Current monitoring of marine biological systems only covers a tiny fraction of the ocean, which limits our ability to confidently predict the expected effects of climate disturbances on marine biodiversity. Using a new computer model, an international team led by the CNRS and involving, in France, researchers from Sorbonne University has demonstrated that biological changes are accelerating, which has consequences for our use of marine resources. Their findings are published in Nature Climate Change.
Marine biodiversity monitoring programs only cover a small area of the ocean and usually only within regions near the coast. This new model based on the METAL theory offers global coverage and permits rapid identification of major biological shifts that can strongly impact marine biodiversity and associated ecosystem services like fishing, aquaculture, and the carbon cycle. When initially tested for fourteen oceanic regions, the model accurately predicted actual biological changes observed in the field since the 1960s. By next applying the model to the global ocean, the researchers were able to quantify the force and spatial extent of these biological shifts. The model also allowed them to draw attention to a recent, unheard-of rise in the number of “climate surprises,” which may likely be attributed to El Niño, temperature anomalies of the Atlantic and the Pacific, and Arctic warming.

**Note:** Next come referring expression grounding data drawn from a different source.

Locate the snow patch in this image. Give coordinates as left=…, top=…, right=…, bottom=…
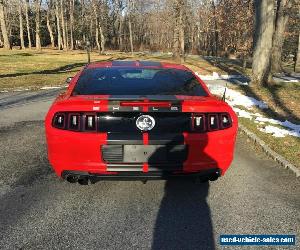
left=207, top=84, right=268, bottom=109
left=196, top=72, right=248, bottom=85
left=284, top=79, right=298, bottom=83
left=207, top=83, right=300, bottom=138
left=259, top=125, right=300, bottom=138
left=233, top=107, right=253, bottom=119
left=255, top=117, right=300, bottom=132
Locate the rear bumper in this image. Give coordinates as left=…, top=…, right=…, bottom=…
left=46, top=130, right=236, bottom=177
left=62, top=168, right=221, bottom=183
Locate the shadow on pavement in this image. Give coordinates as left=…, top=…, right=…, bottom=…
left=150, top=132, right=216, bottom=249
left=152, top=181, right=214, bottom=250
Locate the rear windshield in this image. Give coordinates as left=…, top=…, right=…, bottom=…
left=72, top=68, right=208, bottom=96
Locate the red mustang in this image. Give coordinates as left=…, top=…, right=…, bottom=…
left=45, top=61, right=238, bottom=184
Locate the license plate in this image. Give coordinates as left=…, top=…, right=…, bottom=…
left=123, top=145, right=167, bottom=163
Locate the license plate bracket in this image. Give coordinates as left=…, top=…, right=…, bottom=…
left=123, top=145, right=167, bottom=163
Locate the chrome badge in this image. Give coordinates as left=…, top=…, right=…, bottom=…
left=136, top=115, right=155, bottom=131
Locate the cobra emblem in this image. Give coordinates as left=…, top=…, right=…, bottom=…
left=136, top=115, right=155, bottom=131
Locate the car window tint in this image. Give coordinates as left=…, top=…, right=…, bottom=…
left=73, top=68, right=208, bottom=96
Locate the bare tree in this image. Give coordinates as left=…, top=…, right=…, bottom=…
left=60, top=0, right=67, bottom=49
left=270, top=0, right=292, bottom=74
left=1, top=0, right=297, bottom=66
left=128, top=0, right=134, bottom=55
left=69, top=0, right=74, bottom=50
left=34, top=0, right=41, bottom=50
left=55, top=0, right=63, bottom=49
left=19, top=0, right=25, bottom=49
left=46, top=0, right=55, bottom=48
left=24, top=0, right=31, bottom=49
left=0, top=0, right=10, bottom=49
left=99, top=22, right=105, bottom=54
left=173, top=0, right=185, bottom=61
left=92, top=0, right=101, bottom=53
left=252, top=0, right=275, bottom=86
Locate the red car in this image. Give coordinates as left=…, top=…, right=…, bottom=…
left=45, top=60, right=238, bottom=184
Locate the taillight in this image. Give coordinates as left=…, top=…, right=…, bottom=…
left=208, top=114, right=219, bottom=131
left=52, top=112, right=97, bottom=131
left=191, top=113, right=232, bottom=132
left=69, top=113, right=80, bottom=130
left=84, top=114, right=96, bottom=130
left=52, top=113, right=65, bottom=128
left=220, top=113, right=231, bottom=129
left=191, top=114, right=205, bottom=132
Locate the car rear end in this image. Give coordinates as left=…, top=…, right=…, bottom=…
left=45, top=61, right=238, bottom=184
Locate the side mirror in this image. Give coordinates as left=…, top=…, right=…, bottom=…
left=66, top=77, right=73, bottom=84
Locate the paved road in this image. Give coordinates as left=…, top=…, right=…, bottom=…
left=0, top=89, right=299, bottom=250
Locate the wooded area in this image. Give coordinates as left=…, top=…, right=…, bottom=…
left=0, top=0, right=299, bottom=86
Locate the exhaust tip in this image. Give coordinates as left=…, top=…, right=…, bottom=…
left=209, top=173, right=219, bottom=182
left=66, top=175, right=78, bottom=183
left=78, top=177, right=89, bottom=185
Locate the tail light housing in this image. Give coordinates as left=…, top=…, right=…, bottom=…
left=52, top=112, right=232, bottom=132
left=69, top=113, right=80, bottom=131
left=191, top=113, right=232, bottom=132
left=52, top=112, right=97, bottom=132
left=53, top=113, right=65, bottom=128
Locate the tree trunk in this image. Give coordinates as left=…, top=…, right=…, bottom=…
left=128, top=18, right=133, bottom=54
left=118, top=15, right=123, bottom=51
left=46, top=10, right=55, bottom=48
left=172, top=0, right=180, bottom=60
left=60, top=0, right=67, bottom=50
left=270, top=0, right=291, bottom=74
left=0, top=0, right=10, bottom=49
left=65, top=12, right=69, bottom=48
left=179, top=1, right=185, bottom=62
left=69, top=0, right=74, bottom=50
left=295, top=33, right=300, bottom=72
left=127, top=0, right=134, bottom=55
left=252, top=0, right=275, bottom=86
left=211, top=0, right=218, bottom=57
left=25, top=0, right=31, bottom=49
left=99, top=24, right=105, bottom=54
left=35, top=0, right=41, bottom=50
left=19, top=1, right=25, bottom=49
left=55, top=0, right=63, bottom=50
left=92, top=1, right=100, bottom=53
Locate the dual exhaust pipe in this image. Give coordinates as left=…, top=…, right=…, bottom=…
left=64, top=172, right=219, bottom=185
left=65, top=175, right=89, bottom=185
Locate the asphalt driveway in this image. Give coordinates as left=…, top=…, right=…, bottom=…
left=0, top=89, right=299, bottom=250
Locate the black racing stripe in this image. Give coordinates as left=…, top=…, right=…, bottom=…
left=148, top=133, right=184, bottom=144
left=106, top=133, right=143, bottom=145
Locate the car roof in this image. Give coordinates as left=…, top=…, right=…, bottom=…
left=85, top=60, right=190, bottom=71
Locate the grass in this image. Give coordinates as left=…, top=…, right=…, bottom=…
left=0, top=49, right=223, bottom=90
left=0, top=48, right=298, bottom=168
left=239, top=117, right=300, bottom=168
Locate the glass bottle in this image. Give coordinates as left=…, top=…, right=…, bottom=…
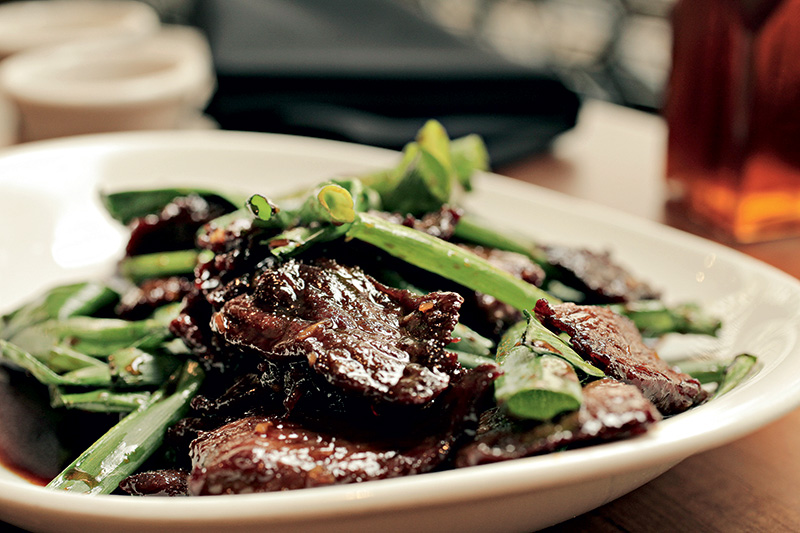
left=665, top=0, right=800, bottom=242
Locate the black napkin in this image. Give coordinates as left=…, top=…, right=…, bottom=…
left=190, top=0, right=581, bottom=166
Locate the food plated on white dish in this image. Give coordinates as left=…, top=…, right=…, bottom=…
left=0, top=129, right=798, bottom=533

In most cases, the model predicts an event one year before it occurs, making it possible to identify regions overlooked by current field observation programs where biodiversity is under threat. Though marine biodiversity provides humans with 80 million metric tons of fish and invertebrates annually, the changes revealed by this new computer model may redistribute ocean communities and species worldwide in ways that may benefit or harm mankind.